One of the gentler titles is “Albuquerque”, in which Nils Lofgren can be heard on the pedal steel guitar on the piano and Ben Keith. It is primarily about smoking some grass. A car to rent. Drive to New Mexico and eat a few fried eggs and country ham. But actually it is about the desperate longing to find a place where you can escape everyday life and come to rest.
Young never managed to improve the original recording from the studio. Although the solo acoustic versions of the Tour 1999 are something very special.
4. “Revolution Blues”
David Crosby was persuaded to do this creepy On the beach-Song to play guitar. But the story of a Charles-Manson-like figure scared him. To this day he says that he doesn’t like the song.
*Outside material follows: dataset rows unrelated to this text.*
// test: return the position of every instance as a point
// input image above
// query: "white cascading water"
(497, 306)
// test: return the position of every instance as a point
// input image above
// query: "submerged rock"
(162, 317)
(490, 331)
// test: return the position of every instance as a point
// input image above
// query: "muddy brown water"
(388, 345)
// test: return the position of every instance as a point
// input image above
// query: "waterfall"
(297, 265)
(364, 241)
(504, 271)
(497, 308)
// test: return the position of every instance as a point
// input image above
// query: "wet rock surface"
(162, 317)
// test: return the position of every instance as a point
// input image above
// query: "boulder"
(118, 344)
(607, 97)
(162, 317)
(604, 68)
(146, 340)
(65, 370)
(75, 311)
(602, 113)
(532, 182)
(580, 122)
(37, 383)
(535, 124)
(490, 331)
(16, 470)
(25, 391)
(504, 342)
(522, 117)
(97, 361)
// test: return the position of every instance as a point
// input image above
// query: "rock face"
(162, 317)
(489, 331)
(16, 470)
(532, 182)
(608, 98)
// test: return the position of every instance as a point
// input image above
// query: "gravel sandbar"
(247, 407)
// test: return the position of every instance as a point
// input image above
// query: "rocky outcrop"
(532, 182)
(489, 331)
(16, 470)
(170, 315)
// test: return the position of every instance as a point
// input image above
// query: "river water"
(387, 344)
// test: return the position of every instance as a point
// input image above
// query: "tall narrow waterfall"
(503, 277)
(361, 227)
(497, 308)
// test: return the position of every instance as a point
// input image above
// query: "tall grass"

It is certainly difficult to imagine that the former Byrd from the perspective of a murderous psychopath with lines such as “Well, I hear that the Laurel Canyon is full of famous stars/but I hate it more than leper and I will kill them in their cars”.
But it was a reflection of the difficult time when the (supposedly) peaceful 1960s had given way to the violent, cocaine -dependent 1970s. Neil Young has not touched the song with Crazy Horse in 1987.
3. “Don’t be be Denied”
Neil Young had a difficult childhood. His parents divorced in a dirty divorce. He was mainly raised by his mother, moved from city to city and was constantly the new one at school.
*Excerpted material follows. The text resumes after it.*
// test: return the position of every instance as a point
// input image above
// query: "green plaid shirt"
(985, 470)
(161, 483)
He processed these painful memories in “Don’t Be Denied”, an outstanding title from the long out of outprinting live LP Time Fades Away from 1973. “I wore white shoes on my feet,” he sings. “When I learned the golden rule/the blows came quickly and hard/lying on my back in the schoolyard.” “
It ends with the rise of Buffalo Springfield and the realization that even success would not make him happy. It is one of the most personal songs he has ever written. And he has only played it three times since 1983.
2. “Ambulance blues “
The second page of On the beach closes with “ambulance blues”. A breathtakingly brilliant, epic stream of consciousness that is considered one of Neil Young’s greatest lyrical achievements. And in which everything is concerned. By Richard Nixon (“I never thought that a man could tell so many lies”) to the sad state of Crosby, Stills and Nash (“You just piss against the wind/you don’t know, but you are.”)
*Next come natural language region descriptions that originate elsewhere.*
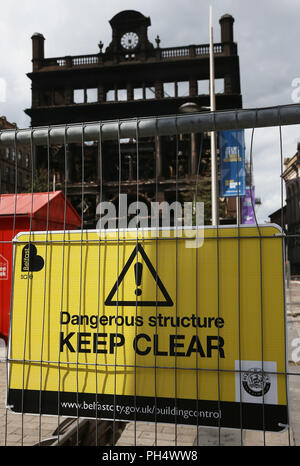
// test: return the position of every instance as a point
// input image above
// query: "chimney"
(226, 22)
(37, 50)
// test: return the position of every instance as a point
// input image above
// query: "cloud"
(266, 33)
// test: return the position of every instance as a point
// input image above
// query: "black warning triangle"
(167, 302)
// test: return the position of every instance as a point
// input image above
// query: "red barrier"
(25, 212)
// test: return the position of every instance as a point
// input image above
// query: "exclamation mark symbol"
(138, 271)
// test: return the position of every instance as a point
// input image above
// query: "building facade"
(15, 164)
(131, 78)
(291, 211)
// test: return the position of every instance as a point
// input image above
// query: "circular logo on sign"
(255, 382)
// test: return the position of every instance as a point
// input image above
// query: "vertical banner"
(232, 163)
(248, 206)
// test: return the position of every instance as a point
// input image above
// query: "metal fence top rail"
(154, 126)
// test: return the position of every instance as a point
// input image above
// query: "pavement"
(26, 430)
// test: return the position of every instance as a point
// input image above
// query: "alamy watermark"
(163, 219)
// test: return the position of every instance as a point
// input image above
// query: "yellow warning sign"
(110, 326)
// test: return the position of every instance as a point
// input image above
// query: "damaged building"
(132, 77)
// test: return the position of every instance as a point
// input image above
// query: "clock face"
(129, 40)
But it starts in a better place. With a review of the “old folk days” when “the air was magical when we played”. But over time, this magic and grief faded, mixed with pity, and quickly seeps into the verses. The song slumbered for many years. But in 1998 it returned in a shocking way at the Bridge School Benefit and was then played on the theater tour every evening in 2007/08.
1. “Thrasher”
Crosby, Stills, Nash and Young have after Deja vu from the 1970s no longer did much forward -looking work. But their efforts have certainly inspired Neil Young with some great songs. The most devastating is “Thrasher” from 1979, in which he makes it clear why he left the supergroup.
“So I got bored and I left her behind,” he sings. “For me, they were only ballast/better without this load going into the future.” Ouch. On the whole, it is a song about the progress. Even if it is painful and difficult not to become a fossil. He also remembers how he saw ‘this great Grand Canyon rescue episode’ of a television program. Some people thought he was talking about The Brady Bunch. But the show ran when he was a child, so it is probably a western from the 1950s.
By last year Neil Young had had the song since the Rust Never Sleeps-Tourne from 1978 no longer played. But then he brought it out of nowhere during a theater performance in Los Angeles. “I didn’t do it that often in my life,” he said. “Because I read something about it at a very vulnerable moment. Just like the worst damn review that I have ever read.
Well, maybe Neil Young will be the fact that he has won this survey, encourage that “Thrasher” is indeed a popular song.